Merseyside Police has dismissed two officers after a man was wrongly arrested and Tasered five times in the back of a police van.

Kyle McArdle complained to the IPCC after officers detained him when they spotted him urinating in the street.

He was put in the back of a police van and hit with a Taser five times, after officers said he became violent.

CCTV footage did not corroborate the officers' version of events, and the IPCC upheld two complaints by Mr McArdle.

Mr McArdle, 26, was charged with assaulting two of the officers but was found not guilty at a magistrates’ court hearing.

He then made a number of complaints, including that multiple use of Taser in the confined space of a police van was disproportionate.

After investigating the complaints Merseyside recommended officers receive management advice about their lawful use of powers.

Unhappy that the force had not properly addressed his complaint about the extent of force used against him, Mr McArdle appealed to the IPCC. The appeal was upheld and the IPCC recommended Merseyside re-investigate, this time considering if the use of Taser would be justified had the victim been lawfully arrested.

Merseyside then asked its lead Taser instructor to examine the case. The officer concluded the force used was "necessary, proportionate, reasonable and in line with the officers’ training and Acpo Association of Chief Police Officers) guidance”.

Mr McArdle made a second complaint to the IPCC, which the also upheld, and found that the officers should have been served with notices for gross misconduct and interviewed under caution. The IPCC also said that insufficient weight was given to Mr McArdle’s version of events and the evidence that supported his account. That evidence included CCTV footage that did not support the officers’ claims that he had been violent and needed to be restrained.

The IPCC also said it was concerned that Merseyside’s lead Taser instructor was uncritical of the officers’ use of the weapon and relied solely on their version of events.

Following the second upheld appeal Merseyside police held a misconduct hearing and PCs Simon Jones and Joanne Kelly were dismissed on gross misconduct charges. A third officer, a Sergeant, had already been dismissed from the force for an unrelated matter.

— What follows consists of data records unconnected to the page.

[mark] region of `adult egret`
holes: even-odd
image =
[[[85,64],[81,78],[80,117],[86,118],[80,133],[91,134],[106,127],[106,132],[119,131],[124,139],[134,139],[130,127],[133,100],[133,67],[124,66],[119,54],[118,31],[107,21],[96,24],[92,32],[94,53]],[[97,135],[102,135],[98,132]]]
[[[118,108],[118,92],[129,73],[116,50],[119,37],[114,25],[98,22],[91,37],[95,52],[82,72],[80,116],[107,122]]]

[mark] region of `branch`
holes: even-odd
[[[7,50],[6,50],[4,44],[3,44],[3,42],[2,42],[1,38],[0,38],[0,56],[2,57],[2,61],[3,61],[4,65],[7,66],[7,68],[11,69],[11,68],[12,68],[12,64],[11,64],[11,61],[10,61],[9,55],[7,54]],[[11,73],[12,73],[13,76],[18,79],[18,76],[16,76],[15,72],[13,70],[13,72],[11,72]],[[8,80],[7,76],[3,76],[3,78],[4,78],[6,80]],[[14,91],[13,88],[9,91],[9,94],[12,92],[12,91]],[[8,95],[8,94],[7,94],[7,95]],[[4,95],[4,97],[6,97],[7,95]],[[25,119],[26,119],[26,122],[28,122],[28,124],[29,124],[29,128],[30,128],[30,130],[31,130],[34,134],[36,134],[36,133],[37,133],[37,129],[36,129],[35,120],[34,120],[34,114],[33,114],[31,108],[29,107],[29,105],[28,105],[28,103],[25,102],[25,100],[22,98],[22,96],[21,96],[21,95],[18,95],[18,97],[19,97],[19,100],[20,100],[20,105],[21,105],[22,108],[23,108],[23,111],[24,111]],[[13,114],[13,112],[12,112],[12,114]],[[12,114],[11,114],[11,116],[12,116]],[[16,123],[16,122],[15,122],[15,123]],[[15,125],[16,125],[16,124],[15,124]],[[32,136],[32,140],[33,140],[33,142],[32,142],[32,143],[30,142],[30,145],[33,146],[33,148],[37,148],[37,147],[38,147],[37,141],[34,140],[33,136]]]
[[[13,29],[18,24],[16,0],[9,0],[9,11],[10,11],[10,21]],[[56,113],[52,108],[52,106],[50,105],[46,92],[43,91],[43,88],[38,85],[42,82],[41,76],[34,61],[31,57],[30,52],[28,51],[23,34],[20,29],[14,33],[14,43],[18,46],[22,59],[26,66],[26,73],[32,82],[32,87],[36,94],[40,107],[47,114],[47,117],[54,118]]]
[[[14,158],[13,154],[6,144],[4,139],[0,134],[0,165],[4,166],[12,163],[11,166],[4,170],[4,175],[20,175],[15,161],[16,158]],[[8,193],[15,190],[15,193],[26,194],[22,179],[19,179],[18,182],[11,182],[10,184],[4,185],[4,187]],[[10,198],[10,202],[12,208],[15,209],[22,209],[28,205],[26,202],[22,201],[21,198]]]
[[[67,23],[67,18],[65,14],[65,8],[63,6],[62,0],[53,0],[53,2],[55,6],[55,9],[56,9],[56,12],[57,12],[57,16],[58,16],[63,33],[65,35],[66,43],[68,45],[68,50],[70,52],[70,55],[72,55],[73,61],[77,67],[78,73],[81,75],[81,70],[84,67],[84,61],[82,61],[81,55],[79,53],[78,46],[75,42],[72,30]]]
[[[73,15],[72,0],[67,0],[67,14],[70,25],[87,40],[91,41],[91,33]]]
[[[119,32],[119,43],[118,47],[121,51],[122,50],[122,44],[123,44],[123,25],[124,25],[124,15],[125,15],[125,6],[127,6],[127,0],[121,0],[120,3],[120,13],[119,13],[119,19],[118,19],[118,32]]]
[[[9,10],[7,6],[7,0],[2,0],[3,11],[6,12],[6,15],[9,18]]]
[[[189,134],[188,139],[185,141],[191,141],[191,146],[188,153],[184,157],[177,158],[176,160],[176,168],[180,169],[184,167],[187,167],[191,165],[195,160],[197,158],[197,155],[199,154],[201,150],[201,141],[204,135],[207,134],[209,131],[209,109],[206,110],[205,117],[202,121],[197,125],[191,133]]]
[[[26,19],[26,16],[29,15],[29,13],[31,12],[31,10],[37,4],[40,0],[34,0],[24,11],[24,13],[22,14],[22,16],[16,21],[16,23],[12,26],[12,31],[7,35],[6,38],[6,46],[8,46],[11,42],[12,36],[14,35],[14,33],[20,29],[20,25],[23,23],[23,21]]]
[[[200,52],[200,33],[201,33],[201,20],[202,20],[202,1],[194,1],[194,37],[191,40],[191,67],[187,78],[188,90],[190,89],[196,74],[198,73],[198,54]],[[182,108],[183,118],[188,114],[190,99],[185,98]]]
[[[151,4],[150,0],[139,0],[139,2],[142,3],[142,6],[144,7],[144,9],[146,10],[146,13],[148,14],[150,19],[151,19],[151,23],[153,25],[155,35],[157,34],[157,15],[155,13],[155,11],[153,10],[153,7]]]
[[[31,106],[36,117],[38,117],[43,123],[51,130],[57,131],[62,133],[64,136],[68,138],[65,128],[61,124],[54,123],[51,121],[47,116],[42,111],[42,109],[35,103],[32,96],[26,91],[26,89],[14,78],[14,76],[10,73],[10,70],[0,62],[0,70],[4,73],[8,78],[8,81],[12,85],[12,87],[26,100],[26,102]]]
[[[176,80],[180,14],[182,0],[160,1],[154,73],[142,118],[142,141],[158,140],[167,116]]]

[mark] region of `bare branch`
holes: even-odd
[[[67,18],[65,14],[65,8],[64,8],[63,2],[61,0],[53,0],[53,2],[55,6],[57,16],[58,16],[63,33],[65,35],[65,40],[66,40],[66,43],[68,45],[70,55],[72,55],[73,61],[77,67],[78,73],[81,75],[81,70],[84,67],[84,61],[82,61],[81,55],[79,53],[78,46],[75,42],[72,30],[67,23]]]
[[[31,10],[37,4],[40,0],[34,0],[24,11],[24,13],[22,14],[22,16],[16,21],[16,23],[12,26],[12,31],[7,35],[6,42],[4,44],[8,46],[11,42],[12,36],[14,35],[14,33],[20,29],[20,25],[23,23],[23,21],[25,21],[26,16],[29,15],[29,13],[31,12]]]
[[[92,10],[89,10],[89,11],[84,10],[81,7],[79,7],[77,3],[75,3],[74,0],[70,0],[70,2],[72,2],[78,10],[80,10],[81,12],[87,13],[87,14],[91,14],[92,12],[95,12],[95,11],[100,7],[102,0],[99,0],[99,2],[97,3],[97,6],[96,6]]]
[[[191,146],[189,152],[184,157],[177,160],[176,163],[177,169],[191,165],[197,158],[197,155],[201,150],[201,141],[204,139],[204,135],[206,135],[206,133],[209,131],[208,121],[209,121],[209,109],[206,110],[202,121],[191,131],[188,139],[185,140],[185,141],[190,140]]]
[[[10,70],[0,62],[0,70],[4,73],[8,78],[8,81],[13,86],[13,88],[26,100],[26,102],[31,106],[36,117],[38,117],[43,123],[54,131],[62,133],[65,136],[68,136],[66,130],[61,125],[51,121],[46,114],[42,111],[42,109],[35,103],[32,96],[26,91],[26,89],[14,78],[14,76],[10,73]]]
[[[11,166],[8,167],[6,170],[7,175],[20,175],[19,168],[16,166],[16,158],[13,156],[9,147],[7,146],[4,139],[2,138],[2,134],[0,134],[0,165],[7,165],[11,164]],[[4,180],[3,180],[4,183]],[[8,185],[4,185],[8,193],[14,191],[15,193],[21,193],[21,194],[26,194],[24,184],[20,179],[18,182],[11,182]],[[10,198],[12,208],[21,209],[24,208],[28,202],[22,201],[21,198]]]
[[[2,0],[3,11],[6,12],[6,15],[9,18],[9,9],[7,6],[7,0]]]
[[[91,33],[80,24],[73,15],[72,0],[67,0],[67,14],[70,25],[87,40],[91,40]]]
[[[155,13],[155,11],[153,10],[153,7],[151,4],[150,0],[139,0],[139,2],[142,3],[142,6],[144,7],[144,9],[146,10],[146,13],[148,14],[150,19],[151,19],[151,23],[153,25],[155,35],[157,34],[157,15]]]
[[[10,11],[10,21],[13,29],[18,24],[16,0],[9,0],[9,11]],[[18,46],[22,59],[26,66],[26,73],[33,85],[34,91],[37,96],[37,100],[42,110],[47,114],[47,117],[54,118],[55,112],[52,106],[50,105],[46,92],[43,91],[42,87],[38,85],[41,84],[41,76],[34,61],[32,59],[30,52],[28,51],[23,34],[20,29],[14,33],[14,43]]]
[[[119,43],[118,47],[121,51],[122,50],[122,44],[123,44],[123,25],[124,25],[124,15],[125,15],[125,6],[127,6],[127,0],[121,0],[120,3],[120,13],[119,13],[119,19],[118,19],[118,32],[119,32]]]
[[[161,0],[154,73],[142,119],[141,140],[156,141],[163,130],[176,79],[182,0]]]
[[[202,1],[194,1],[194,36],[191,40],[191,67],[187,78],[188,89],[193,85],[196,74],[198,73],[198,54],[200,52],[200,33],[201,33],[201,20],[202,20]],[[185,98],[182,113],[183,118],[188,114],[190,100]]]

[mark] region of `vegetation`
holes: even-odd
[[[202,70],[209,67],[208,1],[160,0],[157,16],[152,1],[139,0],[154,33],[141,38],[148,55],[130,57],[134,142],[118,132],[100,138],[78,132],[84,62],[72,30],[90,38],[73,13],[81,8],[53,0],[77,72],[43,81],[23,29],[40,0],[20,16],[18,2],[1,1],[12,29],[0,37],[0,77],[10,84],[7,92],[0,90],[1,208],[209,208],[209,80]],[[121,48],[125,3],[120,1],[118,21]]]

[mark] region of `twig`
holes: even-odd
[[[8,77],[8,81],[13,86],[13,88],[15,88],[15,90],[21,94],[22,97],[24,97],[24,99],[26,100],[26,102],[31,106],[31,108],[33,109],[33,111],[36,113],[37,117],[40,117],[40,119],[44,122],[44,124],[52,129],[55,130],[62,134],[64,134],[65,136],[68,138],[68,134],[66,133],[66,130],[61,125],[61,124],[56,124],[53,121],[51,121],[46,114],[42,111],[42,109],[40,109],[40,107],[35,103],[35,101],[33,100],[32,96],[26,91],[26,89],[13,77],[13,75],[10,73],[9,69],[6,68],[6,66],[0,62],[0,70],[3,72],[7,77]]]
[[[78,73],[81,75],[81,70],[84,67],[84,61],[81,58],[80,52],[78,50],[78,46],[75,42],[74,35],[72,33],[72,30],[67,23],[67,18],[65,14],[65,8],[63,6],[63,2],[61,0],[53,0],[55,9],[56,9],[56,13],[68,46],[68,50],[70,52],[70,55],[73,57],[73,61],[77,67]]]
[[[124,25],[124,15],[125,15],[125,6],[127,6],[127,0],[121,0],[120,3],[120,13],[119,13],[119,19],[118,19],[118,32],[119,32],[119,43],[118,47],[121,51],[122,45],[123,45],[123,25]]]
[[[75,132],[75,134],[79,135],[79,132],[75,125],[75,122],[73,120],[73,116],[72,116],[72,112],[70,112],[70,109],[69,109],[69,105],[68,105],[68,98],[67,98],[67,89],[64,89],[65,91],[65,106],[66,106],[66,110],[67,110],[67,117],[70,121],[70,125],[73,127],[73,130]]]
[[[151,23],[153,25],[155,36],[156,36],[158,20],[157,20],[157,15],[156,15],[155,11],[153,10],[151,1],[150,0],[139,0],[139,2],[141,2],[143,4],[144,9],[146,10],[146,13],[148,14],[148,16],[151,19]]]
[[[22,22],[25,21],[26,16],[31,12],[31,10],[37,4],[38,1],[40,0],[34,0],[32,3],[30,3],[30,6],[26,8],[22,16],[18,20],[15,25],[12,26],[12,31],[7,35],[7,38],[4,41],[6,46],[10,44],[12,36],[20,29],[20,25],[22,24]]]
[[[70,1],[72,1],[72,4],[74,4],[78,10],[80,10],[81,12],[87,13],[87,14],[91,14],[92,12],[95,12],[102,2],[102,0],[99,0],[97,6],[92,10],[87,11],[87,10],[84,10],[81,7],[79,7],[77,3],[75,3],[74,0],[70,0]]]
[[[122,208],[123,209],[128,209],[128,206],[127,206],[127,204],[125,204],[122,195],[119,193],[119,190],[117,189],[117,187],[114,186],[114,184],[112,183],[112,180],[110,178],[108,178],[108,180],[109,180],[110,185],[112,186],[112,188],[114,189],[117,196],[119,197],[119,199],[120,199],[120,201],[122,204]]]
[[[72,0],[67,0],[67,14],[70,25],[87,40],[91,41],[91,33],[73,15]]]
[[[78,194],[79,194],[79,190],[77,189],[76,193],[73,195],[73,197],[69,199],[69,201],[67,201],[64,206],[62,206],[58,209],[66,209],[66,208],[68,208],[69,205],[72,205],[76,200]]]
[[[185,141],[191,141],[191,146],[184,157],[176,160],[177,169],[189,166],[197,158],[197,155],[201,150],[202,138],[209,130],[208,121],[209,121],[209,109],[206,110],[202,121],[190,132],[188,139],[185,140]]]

IPCC Commissioner James Dipple-Johnstone said: "To enjoy public confidence it is important police officers only use force, including Taser, as a last resort; and then only at the minimum level necessary for the threat they actually face. The IPCC recognises that there is public concern over the considerable increase in Taser use – not only in the number of officers using it but also in circumstances where it would not have been used previously - and the significant rise in complaints that has accompanied that. Incidents such as this do nothing to alleviate that public concern.

"While we welcome the robust action eventually taken by the force in response to our appeal findings it is a concern that Merseyside’s lead Taser instructor lacked objectivity and presented as fact the officers’ version of events without challenge. It is important that when things do go wrong complaints are addressed thoroughly and responded to robustly. We hope the force will take on board learning from these events for the future.”

In a statement Merseyside Police said: "Merseyside Police notes the comments made by the Independent Police Complaints Commission's (IPCC).

Following an appeal to the IPCC, Merseyside Police fully investigated the allegations, which led to the dismissal of two police officers at a Misconduct Hearing, chaired by an Assistant Chief Constable, for gross misconduct.

All officers issued with Taser are required to complete mandatory training and annual requalification. Since this incident occurred, Merseyside Police has introduced a procedure which requires each use of Taser to be reviewed by a senior officer, prior to submitting details to the Home Office.

Merseyside Police is absolutely committed to the highest integrity and professional standards of its officers at all times."

Update: since this article was published PC Joanne Kelly and retired PC Simon Jones have appealed against the decision of the misconduct panel. Their appeal was successful before the Police Appeals Tribunal on 28 June 2014 and they were both reinstated in the Merseyside Police in the rank of constable.